La cannelle de Ceylan (Cinnamomum Zeylanicum) ou vraie cannelle (Cinnamomum Verum) est la plus réputée du monde. Vous la reconnaîtrez tout de suite à son brun pâle : c'est l'écorce interne de l'arbuste - qui s'enroule sur elle-même. On l'emploie en bâton ou en poudre, en cuisine, mais également en parfumerie. Jadis, elle était saupoudrée sur les bûchers funéraires des hauts personnages insulaires.
En banlieue de Colombo, se trouve Kurundu Vaththa, "Jardin de la Cannelle". C'est la résidence du Premier ministre, mais à l'époque hollandaise, c'était la plus vaste plantation de canneliers de l'île. Une caste particulière, les chaliyas, était chargée d'éplucher l'arbre et de l'expédier vers Amsterdam. Actuellement, les grandes exploitations de canneliers sont plutôt autour de Matale, dans le centre, et où se trouve le jardin national d'épices.
Le "clou" de girofle (karabunati), elle, est une fleur en bouton, celle de l'arbre Syzgium Aromaticum. Ce condiment est aussi utilisé en dentisterie pour désinfecter et calmer les maux de dents. La noix de muscade (sadikka) ou, plus correctement, la noix muscade ("noix au parfum de musc") est le noyau du fruit du muscadier (Myristica Fragrans). Elle est originaire des Moluques.
Le piment, base du curry
Même si pimenta veut dire "poivre" dans plusieurs langues du monde, le piment (Capsicum) n'a aucun point commun avec celui-ci. Ce fruit est plutôt un cousin du poivron. Il est employé entier, en poudre, fraîchement haché, ou en graines, qui contiennent le plus de substance qui "pique", la capsaïcine. C'est la base de tout curry.

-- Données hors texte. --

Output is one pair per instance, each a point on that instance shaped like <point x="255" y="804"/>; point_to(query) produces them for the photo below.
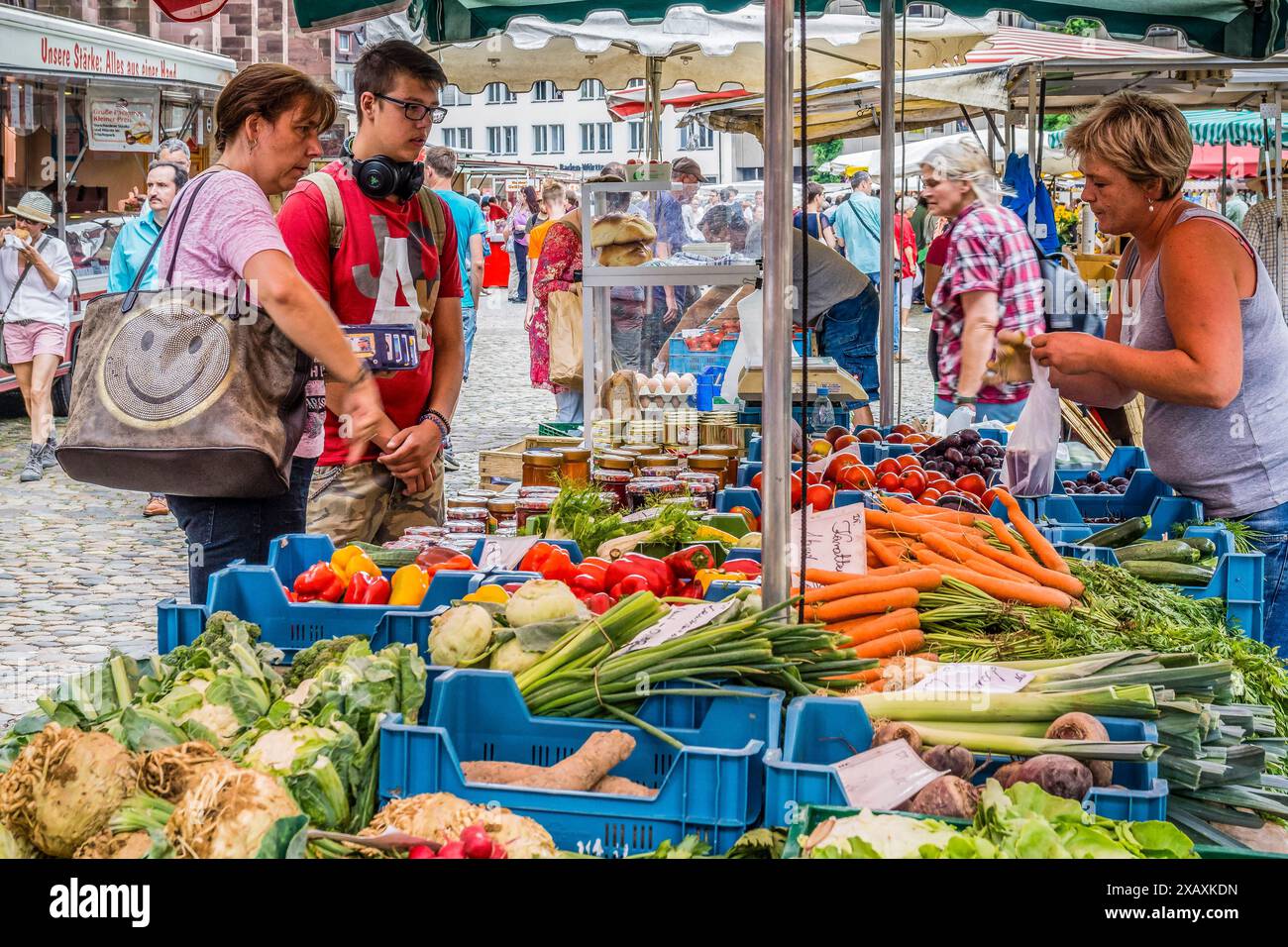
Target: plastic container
<point x="712" y="788"/>
<point x="804" y="774"/>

Car le curry n'est pas une épice, mais un mélange d'épices, qui varie avec chaque foyer. Y entre par exemple la coriandre (kottamalli), moins employée ici en feuilles qu'en graines, ou le fenugrec (uluhal), graine anguleuse déjà connue dans l'antiquité gréco-romaine. Autre ingrédient, la racine du précieux gingembre (inguru). Ses nombreuses vertus rivalisent avec celle d'une autre racine, le curcuma (kaha). Dernier ingrédient du mélange, le cumin (suduru). On en cultive aussi une variété plus douce, le maduru, destinée aux plats sucrés ou distillé en alcool rappelant le kummel alsacien.